Where Playwright fits in scraping
Playwright is the right tool when the data is rendered client-side and an HTTP client can't reach it: single-page apps that fetch via XHR after first paint, infinite-scroll lists, OAuth login flows, anything that requires real DOM events. It runs ~200MB of RAM per browser context — far heavier than curl_cffi — so use it only when the lighter approach doesn't work.
The Python API is the most common in scraping. async_playwright integrates with asyncio cleanly, and scrapy-playwright wraps it as a Scrapy downloader middleware for crawls that need browser rendering only on specific pages. The Node.js version is the original and slightly ahead on features but the Python one is feature-stable enough to match.
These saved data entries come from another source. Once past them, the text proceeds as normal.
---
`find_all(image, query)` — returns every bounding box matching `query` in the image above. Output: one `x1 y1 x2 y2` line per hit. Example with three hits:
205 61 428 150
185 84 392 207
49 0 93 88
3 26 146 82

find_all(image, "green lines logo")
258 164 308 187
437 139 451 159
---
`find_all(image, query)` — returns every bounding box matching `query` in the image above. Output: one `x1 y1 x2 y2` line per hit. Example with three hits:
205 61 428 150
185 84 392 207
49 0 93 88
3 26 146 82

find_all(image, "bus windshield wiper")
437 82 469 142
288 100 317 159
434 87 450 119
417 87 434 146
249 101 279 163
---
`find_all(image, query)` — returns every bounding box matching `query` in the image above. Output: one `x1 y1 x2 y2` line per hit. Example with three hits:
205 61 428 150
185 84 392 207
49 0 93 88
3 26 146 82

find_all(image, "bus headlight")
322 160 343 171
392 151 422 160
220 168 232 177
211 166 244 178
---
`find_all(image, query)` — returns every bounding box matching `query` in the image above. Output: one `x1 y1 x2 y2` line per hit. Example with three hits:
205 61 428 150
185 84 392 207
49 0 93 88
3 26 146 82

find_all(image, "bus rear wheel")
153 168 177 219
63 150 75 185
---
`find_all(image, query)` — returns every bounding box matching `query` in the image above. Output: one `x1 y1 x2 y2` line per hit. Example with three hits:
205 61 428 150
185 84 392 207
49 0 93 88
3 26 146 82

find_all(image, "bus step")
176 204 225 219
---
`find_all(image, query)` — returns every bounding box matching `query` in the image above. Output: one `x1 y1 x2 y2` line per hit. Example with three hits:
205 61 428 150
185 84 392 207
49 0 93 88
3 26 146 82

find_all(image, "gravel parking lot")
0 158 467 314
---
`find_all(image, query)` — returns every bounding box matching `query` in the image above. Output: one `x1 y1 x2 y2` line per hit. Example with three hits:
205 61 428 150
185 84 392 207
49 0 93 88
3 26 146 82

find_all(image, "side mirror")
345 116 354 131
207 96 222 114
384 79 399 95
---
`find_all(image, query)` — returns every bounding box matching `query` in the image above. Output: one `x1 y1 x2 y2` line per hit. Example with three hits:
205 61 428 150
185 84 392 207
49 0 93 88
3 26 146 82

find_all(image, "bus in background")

Why default Playwright gets blocked
Vanilla Playwright is detected on multiple surfaces simultaneously:
navigator.webdriver === true— the most-checked flag, set by Playwright and Selenium alike.- CDP connection signal — anti-bot scripts probe for
window.cdc_properties and Runtime.evaluate timing artifacts. - Headless mode tells — missing chrome.runtime, missing plugins, languages array of length 1, no permissions API.
- Function.toString() inspection — any stealth plugin that patches methods at the JS level fails this check (see the toString inspection entry).
- Default Playwright User-Agent includes "HeadlessChrome" unless explicitly overridden.
Setting headless: false and overriding the User-Agent removes the cheap detections but the CDP signal and toString inspection still fire. Production stealth requires a patched fork rather than runtime configuration.
Playwright vs Puppeteer vs Selenium
Picking between the three:
- Playwright — multi-browser, multi-language, modern auto-wait API. Default choice for new scrapers in Python or Node. Fastest learning curve.
- Puppeteer — Node-only, Chromium-only. Smaller API surface, mature ecosystem, slightly faster startup. Pick if you're Node-only and don't need Firefox/WebKit.
- Selenium — widest browser support (Safari, Edge, even mobile WebDriver), oldest API. Pick if you need Safari testing or have an existing Selenium codebase. Most detectable of the three.
All three are equally easy to detect on a default install. The patched variants exist for Playwright/Puppeteer (Camoufox, PatchRight, undetected-chromedriver, SeleniumBase UC), so the stealth ecosystem is the practical tiebreaker.